More specifically, as shown in FIG. 1, the prior art rotor 23 comprises a shaft 20 having a core 27 on which are mounted laminations 26 in separate stacks 21 (one for each flux path between the poles) around core 27. The separate axial laminations 26 are held in place by fasteners 22 and plates 24. The shape of the individual laminations 26 is best illustrated in FIG. 2. These sheets are curved so that the high permeability direction (i.e., the d-axis) of the grain oriented material from which the laminations 26 are made is parallel with a section of the rotor taken perpendicularly to the axis of rotation of the shaft 20, and the low permeability direction of the grain oriented material is parallel to the axis of the rotation of the shaft (i.e., the z-axis). Because of the necessary curvature of the laminations and the complicated mounting, motors with this type of lamination, constructed to take advantage of grain-oriented material, may be expensive or impractical to build for some applications. Moreover, axially laminated motors have required additional electronics to start, and a starting cage is difficult to provide for axially laminated motors.
Patents to El-Antably, specifically U.S. Pat. No. 4,459,502, entitled "Self-cascaded reluctance motor with axially laminated rotor," and U.S. Pat. No. 5,296,773, entitled "Composite rotor for a synchronous reluctance motor," also describe rotors in which grain-oriented material may be used. Both of the El-Antably patents also disclose axial rather than radial laminations, however.
U.S. Pat. No. 3,679,924 of Menzies describes a "radially stacked group of closely-nested thin flat sheets or strips . . . the sheets being preferably a grain-oriented steel having high unidirectional permeability." However, as shown, for example, in FIG. 3 of Menzies, the stacks comprise radially stacked, axial laminations rather than axially stacked, radial laminations. Thus, each of the pair 3 of stacks on opposite sides of the rotor in FIG. 3 of Menzies requires a retaining bar extending parallel with the rotor axis to hold the stack in a compressed condition with the aid of fastening bolts. Because of the complicated mounting and the fact that individual laminations are of varying sizes, a motor made with a rotor as described in Menzies may, in some applications, be too expensive or impractical to manufacture.
The inventions disclosed in each of the aforementioned patents are all, to at least some degree, relatively difficult, expensive, and/or impractical to manufacture, compared to the easier, less expensive, and very practical methods of punching and stacking conventional radial laminations. Ccmmercial punching dies exist that can easily and quickly manufacture such rotors.

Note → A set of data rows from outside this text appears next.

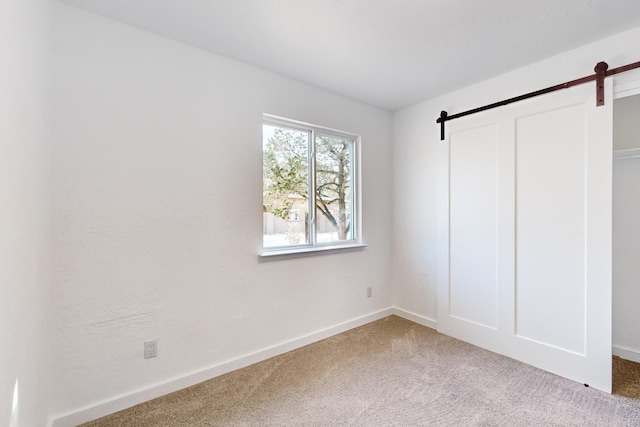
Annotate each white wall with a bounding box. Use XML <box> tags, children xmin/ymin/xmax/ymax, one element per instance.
<box><xmin>392</xmin><ymin>28</ymin><xmax>640</xmax><ymax>328</ymax></box>
<box><xmin>613</xmin><ymin>95</ymin><xmax>640</xmax><ymax>362</ymax></box>
<box><xmin>0</xmin><ymin>0</ymin><xmax>50</xmax><ymax>427</ymax></box>
<box><xmin>52</xmin><ymin>4</ymin><xmax>392</xmax><ymax>425</ymax></box>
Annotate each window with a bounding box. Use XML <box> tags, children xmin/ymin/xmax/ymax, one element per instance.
<box><xmin>262</xmin><ymin>116</ymin><xmax>359</xmax><ymax>254</ymax></box>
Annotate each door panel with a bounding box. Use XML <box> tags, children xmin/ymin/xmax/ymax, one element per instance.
<box><xmin>438</xmin><ymin>81</ymin><xmax>612</xmax><ymax>392</ymax></box>
<box><xmin>515</xmin><ymin>104</ymin><xmax>586</xmax><ymax>354</ymax></box>
<box><xmin>449</xmin><ymin>125</ymin><xmax>498</xmax><ymax>329</ymax></box>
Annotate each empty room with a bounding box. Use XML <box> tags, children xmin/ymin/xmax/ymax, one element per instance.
<box><xmin>0</xmin><ymin>0</ymin><xmax>640</xmax><ymax>427</ymax></box>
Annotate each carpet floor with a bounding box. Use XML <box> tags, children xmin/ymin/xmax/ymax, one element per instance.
<box><xmin>83</xmin><ymin>316</ymin><xmax>640</xmax><ymax>427</ymax></box>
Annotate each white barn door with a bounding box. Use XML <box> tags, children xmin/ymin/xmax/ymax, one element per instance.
<box><xmin>438</xmin><ymin>81</ymin><xmax>613</xmax><ymax>392</ymax></box>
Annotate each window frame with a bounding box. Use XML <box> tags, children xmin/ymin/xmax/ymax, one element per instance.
<box><xmin>260</xmin><ymin>114</ymin><xmax>367</xmax><ymax>257</ymax></box>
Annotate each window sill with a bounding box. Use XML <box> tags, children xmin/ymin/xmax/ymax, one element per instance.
<box><xmin>260</xmin><ymin>243</ymin><xmax>368</xmax><ymax>261</ymax></box>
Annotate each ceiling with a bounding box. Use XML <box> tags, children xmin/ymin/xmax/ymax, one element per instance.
<box><xmin>63</xmin><ymin>0</ymin><xmax>640</xmax><ymax>111</ymax></box>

It would therefore be desirable to provide a laminated core for a synchronous reluctance or switched reluctance motor that provides increased pull-in and pull-out torque by employing grain-oriented magnetic material, but which can be conveniently manufactured with radial laminations.
It is also known that the anisotropy of grain-oriented magnetic material is reduced when the material is subjected to low flux densities.
It would therefore be advantageous to provide a grain-oriented laminated rotor for a synchronous reluctance motor, wherein the rotor additionally accommodates a full squirrel-cage winding on the rotor to allow it to be line-started.